Lichfields has been appointed to support these expert advisers with the review, which will look at whether there are specific changes to London Plan policies that could facilitate urban brownfield regeneration in London for housing delivery in an appropriate manner. 

The expert panel’s short report is expected to be delivered to Gove by 15 January. 

>> Also read: Gove officially waters down housing targets

Gove has criticised the performance of housing delivery in London, noting that the 37,000 net additional dwellings built over the past three years fell short of Sadiq Khan’s London Plan target by around 15,000 homes. 

The housing secretary wrote to the Mayor on 18 December, telling him it was “not right or fair” for London to rely on more public subsidy when it was, he claimed, “regulatory complexity that so often makes new building too difficult”. 

He had been responding to a November letter from Khan and the London Housing Delivery Taskforce, which asked for an additional £2.2bn in grant funding. 

Gove said London would receive £4bn to deliver new affordable homes and noted that significant funding had already been allocated for infrastructure projects. 

He also warned Khan: “If you cannot do what is needed to deliver the homes that London needs, I will.” 
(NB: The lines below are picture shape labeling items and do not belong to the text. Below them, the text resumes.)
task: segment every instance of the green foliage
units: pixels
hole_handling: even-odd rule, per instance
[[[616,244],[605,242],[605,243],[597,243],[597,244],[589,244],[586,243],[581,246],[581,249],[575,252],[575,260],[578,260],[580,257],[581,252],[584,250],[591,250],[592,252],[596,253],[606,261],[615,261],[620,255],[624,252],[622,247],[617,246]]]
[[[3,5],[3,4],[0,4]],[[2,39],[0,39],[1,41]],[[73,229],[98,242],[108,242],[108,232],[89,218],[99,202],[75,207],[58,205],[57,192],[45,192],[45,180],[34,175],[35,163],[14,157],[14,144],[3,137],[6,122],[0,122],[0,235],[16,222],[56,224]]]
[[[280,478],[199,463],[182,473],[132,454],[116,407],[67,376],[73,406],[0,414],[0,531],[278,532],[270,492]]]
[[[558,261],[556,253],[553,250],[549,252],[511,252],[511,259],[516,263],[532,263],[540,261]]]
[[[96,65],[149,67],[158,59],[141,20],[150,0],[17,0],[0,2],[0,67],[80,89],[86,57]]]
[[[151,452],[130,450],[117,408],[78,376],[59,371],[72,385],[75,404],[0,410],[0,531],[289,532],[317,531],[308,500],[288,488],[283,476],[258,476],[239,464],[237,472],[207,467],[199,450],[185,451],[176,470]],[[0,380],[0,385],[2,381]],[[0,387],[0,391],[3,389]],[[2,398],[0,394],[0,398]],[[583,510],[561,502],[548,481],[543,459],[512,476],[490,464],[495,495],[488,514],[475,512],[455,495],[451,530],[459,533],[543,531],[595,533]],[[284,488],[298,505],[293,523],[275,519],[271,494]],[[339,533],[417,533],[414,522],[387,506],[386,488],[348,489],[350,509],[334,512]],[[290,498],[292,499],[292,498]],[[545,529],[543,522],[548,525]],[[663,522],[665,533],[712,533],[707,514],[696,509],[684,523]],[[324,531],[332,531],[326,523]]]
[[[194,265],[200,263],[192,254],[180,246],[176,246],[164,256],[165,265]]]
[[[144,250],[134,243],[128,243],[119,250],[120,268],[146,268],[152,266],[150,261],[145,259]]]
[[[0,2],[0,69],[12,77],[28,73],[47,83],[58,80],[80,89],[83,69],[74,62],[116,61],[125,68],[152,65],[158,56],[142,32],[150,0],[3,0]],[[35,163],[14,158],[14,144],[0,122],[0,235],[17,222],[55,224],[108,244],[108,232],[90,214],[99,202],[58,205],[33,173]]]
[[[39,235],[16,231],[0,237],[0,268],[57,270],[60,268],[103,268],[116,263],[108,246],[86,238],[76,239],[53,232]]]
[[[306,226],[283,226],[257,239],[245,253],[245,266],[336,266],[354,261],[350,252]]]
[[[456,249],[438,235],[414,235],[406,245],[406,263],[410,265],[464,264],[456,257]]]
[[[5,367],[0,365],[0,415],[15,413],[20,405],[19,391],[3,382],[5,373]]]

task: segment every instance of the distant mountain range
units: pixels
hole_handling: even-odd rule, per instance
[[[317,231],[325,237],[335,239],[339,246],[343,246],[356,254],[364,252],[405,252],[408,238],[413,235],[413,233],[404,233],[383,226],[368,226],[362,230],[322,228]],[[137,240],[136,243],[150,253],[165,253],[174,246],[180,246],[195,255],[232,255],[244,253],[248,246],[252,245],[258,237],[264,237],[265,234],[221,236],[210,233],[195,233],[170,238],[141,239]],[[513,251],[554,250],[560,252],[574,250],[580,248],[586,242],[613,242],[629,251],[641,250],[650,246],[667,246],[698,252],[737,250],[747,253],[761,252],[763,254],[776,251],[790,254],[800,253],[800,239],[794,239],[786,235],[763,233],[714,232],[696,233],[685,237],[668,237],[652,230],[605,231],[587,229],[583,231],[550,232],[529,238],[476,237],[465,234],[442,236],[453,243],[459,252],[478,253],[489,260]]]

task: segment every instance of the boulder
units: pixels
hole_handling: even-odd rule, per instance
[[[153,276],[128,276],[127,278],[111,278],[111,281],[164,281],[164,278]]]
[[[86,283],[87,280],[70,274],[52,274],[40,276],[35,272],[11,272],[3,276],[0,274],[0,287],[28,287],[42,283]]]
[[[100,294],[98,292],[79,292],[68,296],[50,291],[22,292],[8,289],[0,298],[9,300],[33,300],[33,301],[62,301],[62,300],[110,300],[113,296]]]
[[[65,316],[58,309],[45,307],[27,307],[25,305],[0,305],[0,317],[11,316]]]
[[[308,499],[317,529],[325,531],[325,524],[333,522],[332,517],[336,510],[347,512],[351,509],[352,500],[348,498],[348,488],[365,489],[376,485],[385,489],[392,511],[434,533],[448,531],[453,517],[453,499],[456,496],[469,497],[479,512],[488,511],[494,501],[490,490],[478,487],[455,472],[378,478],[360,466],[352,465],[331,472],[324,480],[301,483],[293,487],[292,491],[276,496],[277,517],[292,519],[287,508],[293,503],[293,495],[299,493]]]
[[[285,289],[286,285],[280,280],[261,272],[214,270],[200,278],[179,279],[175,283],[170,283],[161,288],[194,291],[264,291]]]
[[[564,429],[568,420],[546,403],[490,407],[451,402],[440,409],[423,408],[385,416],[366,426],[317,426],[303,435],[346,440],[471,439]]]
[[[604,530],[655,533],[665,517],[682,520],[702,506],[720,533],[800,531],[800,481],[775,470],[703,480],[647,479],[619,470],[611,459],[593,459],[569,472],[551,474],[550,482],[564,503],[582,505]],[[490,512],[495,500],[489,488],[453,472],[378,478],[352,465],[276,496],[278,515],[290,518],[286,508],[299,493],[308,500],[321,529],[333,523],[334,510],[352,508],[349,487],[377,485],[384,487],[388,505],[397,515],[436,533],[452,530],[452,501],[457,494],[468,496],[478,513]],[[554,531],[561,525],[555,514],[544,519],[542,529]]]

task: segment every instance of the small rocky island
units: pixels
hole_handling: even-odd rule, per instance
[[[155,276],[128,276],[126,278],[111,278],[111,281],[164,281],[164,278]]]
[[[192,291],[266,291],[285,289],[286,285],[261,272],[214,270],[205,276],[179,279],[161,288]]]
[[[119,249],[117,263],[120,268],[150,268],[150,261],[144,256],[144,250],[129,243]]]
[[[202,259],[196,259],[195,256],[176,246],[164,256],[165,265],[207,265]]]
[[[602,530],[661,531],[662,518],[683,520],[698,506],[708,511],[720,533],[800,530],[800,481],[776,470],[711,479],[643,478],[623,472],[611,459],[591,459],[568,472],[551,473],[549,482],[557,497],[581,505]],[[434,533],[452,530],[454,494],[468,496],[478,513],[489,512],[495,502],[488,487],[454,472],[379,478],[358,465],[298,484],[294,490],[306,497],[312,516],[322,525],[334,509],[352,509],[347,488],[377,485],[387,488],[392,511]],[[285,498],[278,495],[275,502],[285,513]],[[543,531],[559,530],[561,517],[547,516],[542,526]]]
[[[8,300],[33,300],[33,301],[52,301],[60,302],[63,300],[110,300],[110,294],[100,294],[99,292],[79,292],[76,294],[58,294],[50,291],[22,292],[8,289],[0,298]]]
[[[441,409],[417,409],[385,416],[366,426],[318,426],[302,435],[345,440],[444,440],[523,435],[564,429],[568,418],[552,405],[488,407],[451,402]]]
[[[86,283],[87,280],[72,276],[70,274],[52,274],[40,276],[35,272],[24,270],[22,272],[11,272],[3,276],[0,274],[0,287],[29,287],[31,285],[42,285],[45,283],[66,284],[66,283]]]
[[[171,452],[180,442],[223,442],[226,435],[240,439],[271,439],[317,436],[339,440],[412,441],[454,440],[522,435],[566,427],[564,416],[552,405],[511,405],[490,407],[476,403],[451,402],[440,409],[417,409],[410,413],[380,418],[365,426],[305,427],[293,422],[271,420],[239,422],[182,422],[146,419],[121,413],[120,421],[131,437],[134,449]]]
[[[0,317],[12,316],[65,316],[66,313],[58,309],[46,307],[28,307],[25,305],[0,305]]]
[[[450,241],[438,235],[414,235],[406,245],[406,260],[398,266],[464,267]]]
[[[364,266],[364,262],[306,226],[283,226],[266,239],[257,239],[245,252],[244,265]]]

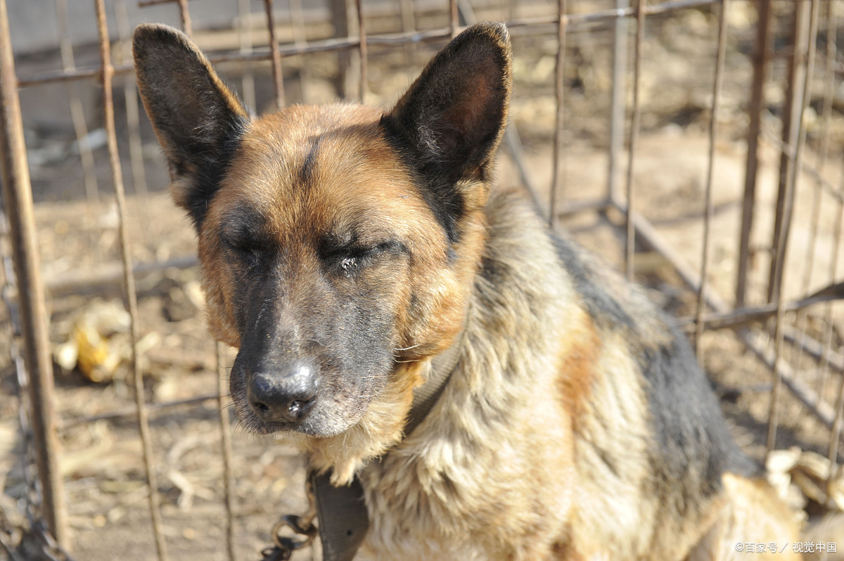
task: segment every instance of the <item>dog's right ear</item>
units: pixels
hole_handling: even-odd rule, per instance
[[[138,89],[167,157],[173,198],[198,229],[249,114],[181,31],[139,25],[133,51]]]

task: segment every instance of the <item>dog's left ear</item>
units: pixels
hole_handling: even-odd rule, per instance
[[[173,197],[198,229],[249,114],[181,31],[138,25],[133,51],[138,91],[167,156]]]
[[[484,180],[510,102],[504,24],[473,25],[441,51],[382,120],[430,183]]]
A spokesperson for the mayor of London pointed out at the time that London had “outbuilt the rest of the country since Sadiq took office in 2016” and claimed that housing completions in the city were “at the highest level since the 1930s”.  

“This is despite the fact that decades of austerity, high inflation and a lack of national leadership has culminated in a major decline in housebuilding across the country,” they added.